Second mortgages may haunt borrowers in foreclosure

second mortgages the next big problem for homeownersJust when owners think their mortgage nightmare has ended with the loss of their home through foreclosure, the next round of bad news knocks at the door: the bank holding their second trust deed demands repayment of the loan.

Despite heavy political pressure to write off so-called "junior"- or second-lien, mortgages to help struggling owners keep their homes, banks aren't always willing to follow that script. Why? Because those loans amounted to $1 trillion in the U.S. at the end of last year, according to the Federal Reserve, and many banks hold a lot of that paper. A second trust deed is a loan in a subordinate position to a first trust deed loan secured by the same collateral.

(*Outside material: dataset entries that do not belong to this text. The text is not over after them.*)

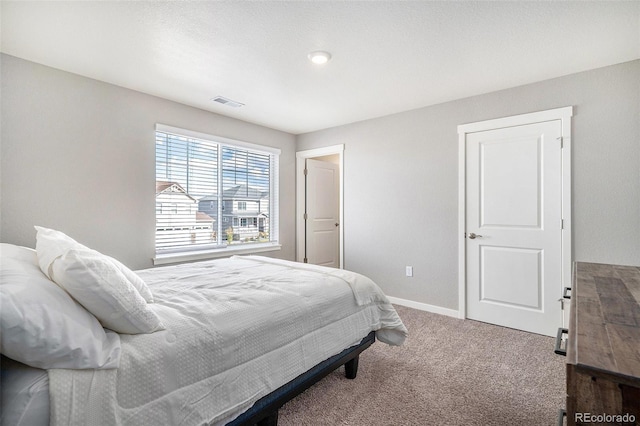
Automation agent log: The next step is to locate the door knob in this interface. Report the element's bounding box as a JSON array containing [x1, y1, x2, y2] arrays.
[[468, 233, 483, 239], [335, 223, 340, 227]]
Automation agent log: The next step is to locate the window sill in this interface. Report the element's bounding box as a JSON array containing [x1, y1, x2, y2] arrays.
[[153, 243, 282, 266]]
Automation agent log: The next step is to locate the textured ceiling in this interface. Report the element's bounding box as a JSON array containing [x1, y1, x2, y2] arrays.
[[2, 1, 639, 134]]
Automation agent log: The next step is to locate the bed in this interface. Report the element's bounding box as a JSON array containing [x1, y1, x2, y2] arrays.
[[0, 229, 407, 426]]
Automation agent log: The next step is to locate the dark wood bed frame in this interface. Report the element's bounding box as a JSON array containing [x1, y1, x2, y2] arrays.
[[228, 331, 376, 426]]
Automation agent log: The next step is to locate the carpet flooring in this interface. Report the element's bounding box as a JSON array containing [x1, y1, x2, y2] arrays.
[[278, 305, 566, 425]]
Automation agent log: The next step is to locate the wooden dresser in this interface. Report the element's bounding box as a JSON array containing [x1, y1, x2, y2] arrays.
[[560, 262, 640, 425]]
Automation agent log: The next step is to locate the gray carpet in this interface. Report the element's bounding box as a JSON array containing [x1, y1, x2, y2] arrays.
[[278, 305, 565, 425]]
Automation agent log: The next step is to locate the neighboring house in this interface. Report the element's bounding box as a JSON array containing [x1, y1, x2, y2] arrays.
[[156, 181, 215, 249], [199, 184, 269, 243]]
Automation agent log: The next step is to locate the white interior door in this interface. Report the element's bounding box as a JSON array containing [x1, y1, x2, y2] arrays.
[[305, 158, 340, 267], [465, 120, 563, 336]]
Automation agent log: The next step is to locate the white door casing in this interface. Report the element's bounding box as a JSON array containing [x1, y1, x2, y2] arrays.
[[295, 145, 344, 268], [458, 107, 573, 337], [305, 159, 340, 267]]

Although owners and many banks are trying to strike deals to reduce the payments on homeowners' first mortgages, the main sticking point to consummating those transactions is that lenders holding the first liens often will not accept a deal unless the banks holding the second mortgages take a hit too. But those banks, which are trying to get their assets back in the positive column, don't always want to write off the junior liens.

It's not unusual for second liens -- typically loans taken out after the house was purchased -- to lack collateral backing today because of the steep drop in home values; sometimes a second mortgage is below the amount owed on the first mortgage alone. That's why some politicians are urging banks to write off those "worthless" second liens. Many homeowners who are in default on their first mortgages, however, still are making monthly payments on the second liens, so banks don't want to kiss those loans off. The ability for banks to collect on second liens varies by state.

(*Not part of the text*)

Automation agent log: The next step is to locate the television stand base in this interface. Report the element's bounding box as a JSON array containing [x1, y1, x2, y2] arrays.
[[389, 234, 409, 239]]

How pervasive is the problem?

"I see it all the time," says accountant Earl Salter, an enrolled agent with Norwalk Business Service in Norwalk, Calif. Financially shaky owners who have lost their homes to foreclosure and face second-lien lenders demanding repayment "have two choices: file bankruptcy or try to strike a deal with the holder of the second to accept 10 or 15 cents on the dollar" owed, he said.

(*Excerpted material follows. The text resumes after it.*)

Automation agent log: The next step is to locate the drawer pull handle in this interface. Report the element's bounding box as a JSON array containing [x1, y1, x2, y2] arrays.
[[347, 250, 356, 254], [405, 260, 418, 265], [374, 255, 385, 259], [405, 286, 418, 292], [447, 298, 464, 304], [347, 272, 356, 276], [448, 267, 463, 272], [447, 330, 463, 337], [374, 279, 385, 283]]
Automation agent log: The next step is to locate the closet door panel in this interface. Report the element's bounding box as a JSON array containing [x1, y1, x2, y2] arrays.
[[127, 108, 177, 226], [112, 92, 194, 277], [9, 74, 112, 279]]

If lenders and borrowers don't strike a deal, lenders may garnish the borrowers' wages and other assets, if the owners have some income or the potential for income. In some cases, banks sell the junior-lien loans to collection agencies, which take over recovery of the debt.

While many banks are making decisions about repayment of second-lien loans on a case-by-case basis, lawmakers are seeking solutions for borrowers unable to repay junior-lien debts. One U.S. Treasury program requires the reduction of payments on junior-lien mortgages by participating lenders if they're allowing reductions on first mortgages.

Of one thing you can be sure: we haven't heard the last of this issue yet. Other programs already are on the table.